LE TERRE DI DON PEPPE DIANA

in
Il ruolo dei beni confiscati alla camorra nella creazione di capitale sociale
di Michele Mosca
Approfondimento: 

L’analisi economica del comportamento dei criminali suggerisce che la scelta di compiere attività che contrastano il contenuto di una norma sociale è guidato da una stretta valutazione e comparazione dei costi e benefici delle attività legali e illegali. I delinquenti, quindi, sono per la scienza economica, agenti razionali alla pari del consumatore e del produttore; tuttavia a differenza di questi soggetti, che consumano e producono beni e servizi per massimizzare il livello del benessere, i criminali commettono reati per entrare in possesso di risorse, non esclusivamente di natura monetaria, dirette e/o indirette, che sono in grado di aumentare la propria utilità (Becker 1968). Molteplici sono poi i fattori che possono condizionare il comportamento di tali soggetti e tra vi rientrano la probabilità di essere arrestati e puniti, gli effetti deterrenti attuati dalle istituzioni, la valutazione tra i rendimenti delle attività illegali e legali, le ineguaglianze salariali, i livelli di formazione, il contesto culturale e familiare, il territorio al quale si appartiene e tutte le variabili economiche e sociali che possono influenzare la propensione a commettere crimini, come le caratteristiche culturali, l’età e il genere degli individui.

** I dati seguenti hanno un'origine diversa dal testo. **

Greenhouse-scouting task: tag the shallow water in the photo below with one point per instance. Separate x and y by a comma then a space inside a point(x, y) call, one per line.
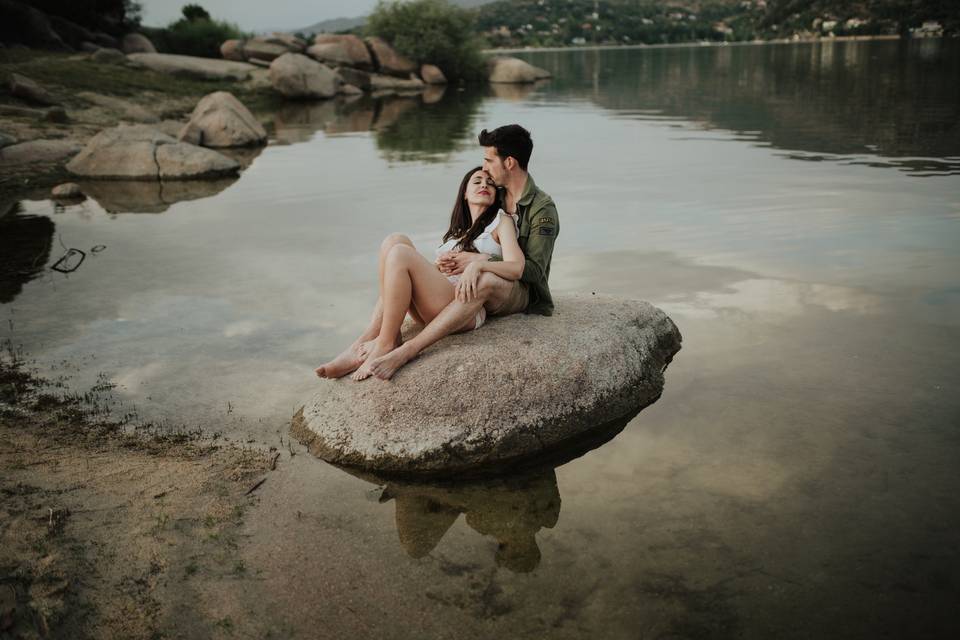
point(796, 210)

Nuova Cucina Organizzata, trattoria-pizzeria della Cooperativa Agropoli-città dell’agro, composta anche da portatori di handicap.Gli strumenti di contrasto che un tale approccio suggerisce puntano ad individuare meccanismi che riducono i benefici e/o in modo equivalente aumentano i costi legati alle attività criminali. Per tali ragioni nel nostro ordinamento giuridico sono stati previsti diversi istituti volti a punire i comportamenti criminali attraverso la comminazione di multe, contravvenzioni, pene, etc. etc., così da disincentivarne la ripetizione da parte di tali soggetti e/o segnalare la “non convenienza” ad altri potenzialmente pronti a scegliere tra l’agire legale e illegale. È necessario, perciò, secondo alcuni studiosi incrementare uniformemente le pene per disincentivare azioni criminali (Armengol e Zenou, 2009).
A questo modo di (re)-agire si aggiunge, in funzione complementare, l’insieme di azioni e interventi che puntano a prevenire i comportamenti degli individui, in forma singola o organizzata, che contrastano l’ordinamento giuridico. Le politiche di prevenzione, infatti, se opportunamente implementate, possono ridurre i costi che il sistema di comminazione di punizione genera per un Paese e fornire un miglioramento complessivo.
Quale siano invece le azioni di prevenzione più efficaci da adottare rappresenta un problema più vasto da affrontare per la difficoltà nel determinare e nel far accettare alla comunità il tempo necessario affinché tali azioni generino i risultati sperati.
La forte azione di repressione dei fenomeni criminali registrata nel nostro Paese nel corso degli anni soprattutto nelle regioni meridionali, non ha evirato il problema della proliferazione delle organizzazioni criminali e tale constatazione ci spinge a chiederci con quali nuove politiche di contrasto le azioni di repressione hanno necessità ad affiancarsi
Come agire per esempio in quelle vaste zone del Paese, soprattutto nel sud, dove il fenomeno criminale ha assunto da tempo la conformazione di attività criminale organizzata? In altre parole esistono nuove politiche di contrasto al dilagare delle organizzazioni criminali?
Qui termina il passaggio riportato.